Going to run off topic with this post.
I came up with a new description for the Quick Access Toolbar (QAT) today in class. I don't think I had too much coffee at this point but I said Quick "a$$" Toolbar instead, oops. But come to think of it, it might actually work for some people? Your mileage may vary.
In another class I blurted this one out: Famula - What happens when you try to say family and formula in the same sentence too close together after too much coffee. I detect a theme here, should consider decaf?
AutoCAD has Layers and you can draw By Layer
Microstation has Levels and you can draw By Level
Let's put'em together? Either Layvels or Levyers? Who is with me? Do we need a referendum? Can I get an amen?
In yet another side of Mr. OpEd I worked in the convention service biddness for about 18 months. The Freeman Companies, based in Dallas with offices all over, was my employer. In the mid 80's I decided to find a job that didn't require me to travel (my roadie life that is) so I could pretend that my girlfriend mattered (she's my wife now, so she did and does, I can't say how long we've been married because she doesn't like people to do the math, but here's a clue blackjack).
I called them after seeing an ad in the yellow pages, while looking for something else ironically. I was in a quandary at the time because...what exactly does a roadie do for a new job anyway? Apply at Merrill Lynch and do financial analysis? Uh..not me anyway.
I asked the person who answered the phone...are you hiring? She replied cheerfully, "We are always on the lookout for good people." To her credit she listened to me briefly describe my history; where I was born, when I learned to ride a bike, my first stitches...we laughed we cried.
After all that she actually asked me to wait while she transferred me to Bobby. Bobby actually listened to the whole story again...we didn't cry but we laughed, well...because we are men. I only cried earlier because she got so emotional, no really! He startled me when he asked me if I could, "Come on in today" in the coolest southern drawl ever (I was living in Atlanta after all). Long story...longer...Bobby offered me the job on the spot and how soon could I start, tomorrow? We settled on the following Monday. Oh and the cheerful woman who listened to me...Bobby's wife. Great folks!

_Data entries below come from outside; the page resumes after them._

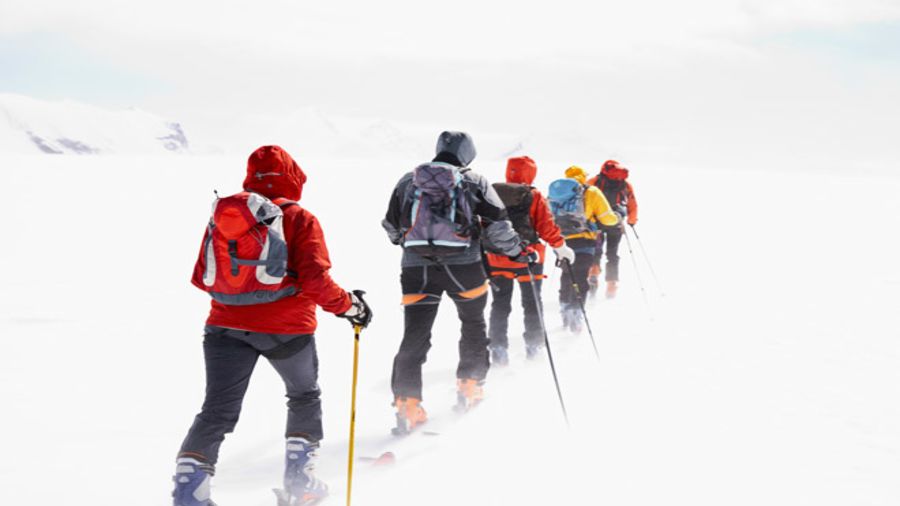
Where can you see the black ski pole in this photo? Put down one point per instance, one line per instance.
(580, 298)
(637, 273)
(540, 308)
(662, 293)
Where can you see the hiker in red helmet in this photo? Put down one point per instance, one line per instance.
(264, 262)
(612, 181)
(531, 218)
(441, 213)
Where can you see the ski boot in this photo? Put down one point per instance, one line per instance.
(192, 483)
(594, 280)
(469, 393)
(532, 351)
(575, 323)
(301, 487)
(566, 316)
(611, 288)
(499, 356)
(410, 415)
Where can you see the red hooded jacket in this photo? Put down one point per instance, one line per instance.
(273, 173)
(523, 170)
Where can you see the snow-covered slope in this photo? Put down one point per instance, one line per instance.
(769, 375)
(28, 125)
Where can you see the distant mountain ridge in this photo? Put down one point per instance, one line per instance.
(29, 125)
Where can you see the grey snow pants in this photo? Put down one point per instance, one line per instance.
(230, 357)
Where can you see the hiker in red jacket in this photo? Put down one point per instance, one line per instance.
(613, 182)
(531, 218)
(240, 328)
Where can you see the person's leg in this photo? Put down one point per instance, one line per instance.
(566, 292)
(581, 268)
(297, 363)
(421, 302)
(294, 358)
(468, 289)
(229, 365)
(501, 306)
(533, 334)
(612, 255)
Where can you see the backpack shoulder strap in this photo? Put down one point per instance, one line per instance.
(284, 203)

They turned me loose on the show floor of Comdex, just about the biggest computer convention of its day. No wonder he was ready to hire me, all six halls of the Georgia World Congress Center ( now nine I think?) and some overflow into the hotels nearby. As long as I was breathing they could have found something for me to do for a couple weeks! Later on I let it slip that I had a Class A commerical drivers license (CDL - tractor-trailer) and next thing I knew I was shuttling trailers to and from. The convention business is a classic case of "you know how to do what?" and next thing you know you are...uncannily similar to being a roadie.

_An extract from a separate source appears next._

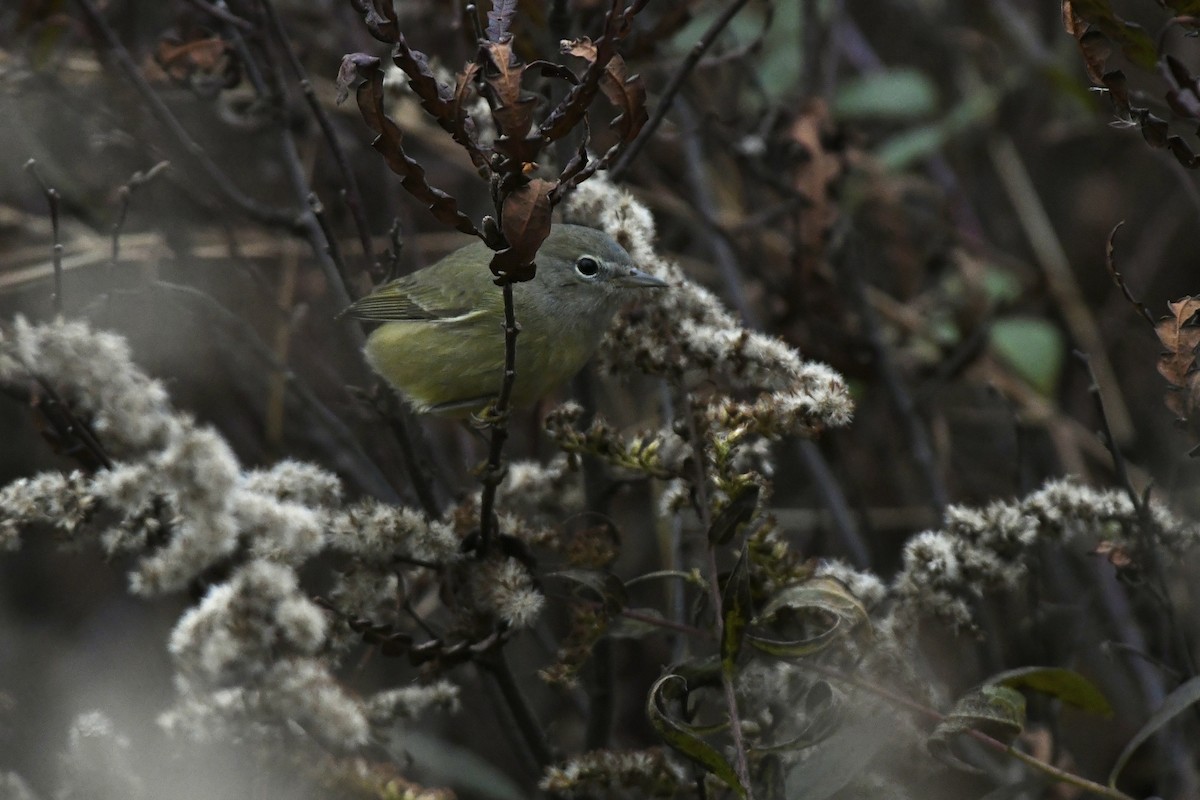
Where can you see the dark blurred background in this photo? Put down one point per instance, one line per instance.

It was here (at Comdex) that I learned the piece of wisdom that I promised in the title. Jim, my mentor, shared a nugget, a pearl, with me in the first few hours we spent together. He said, "Steve...there's three things you don't know!" I replied incredulously, "Really?? Only three??" Modest I am...
He said, "Yep...You don't know what that thing is, You don't know who that guy is and you sure don't know where over there is. I asked for a bit more detail and he put me off..."Don't you worry about that just yet!"
He turned me loose and my task was to check up on the various hired helped that was delivering chairs, tables, ash trays etc. to booths. Within a few minutes I saw a group of guys milling around, guys I'd just seen getting their marching orders from someone I hadn't met yet. I had a three wheel Honda scooter (the foreman get these) because the buildings are about a quarter mile long.
I arrive on the scene on my bad motor scooter and ask, "What are ya'll doin?" They reply, practically in unison, "That thing!" Hmmm where did I hear that phrase before? So I ask, innocently, "Who are you doing it for?". In unison again, "That guy!" Now my ears are ringing... So I ask, again innocently, "Where is he?" In unison..."Over There", waving their hands in any general direction away from where they stood.
So in the space of an hour or two on the job I learned that I didn't know three things and knew how to apply that knowledge. Okay, honestly, I didn't know how to apply it...but I now knew why Jim let me know, a true case of Been there done that, have the tee-shirt, for him anyway.
Maybe someday I'll share my "Steve learns that installing red entrance carpet downhill is easier, after installing it uphill" story?? And now you wish you didn't read OpEd today...as you were!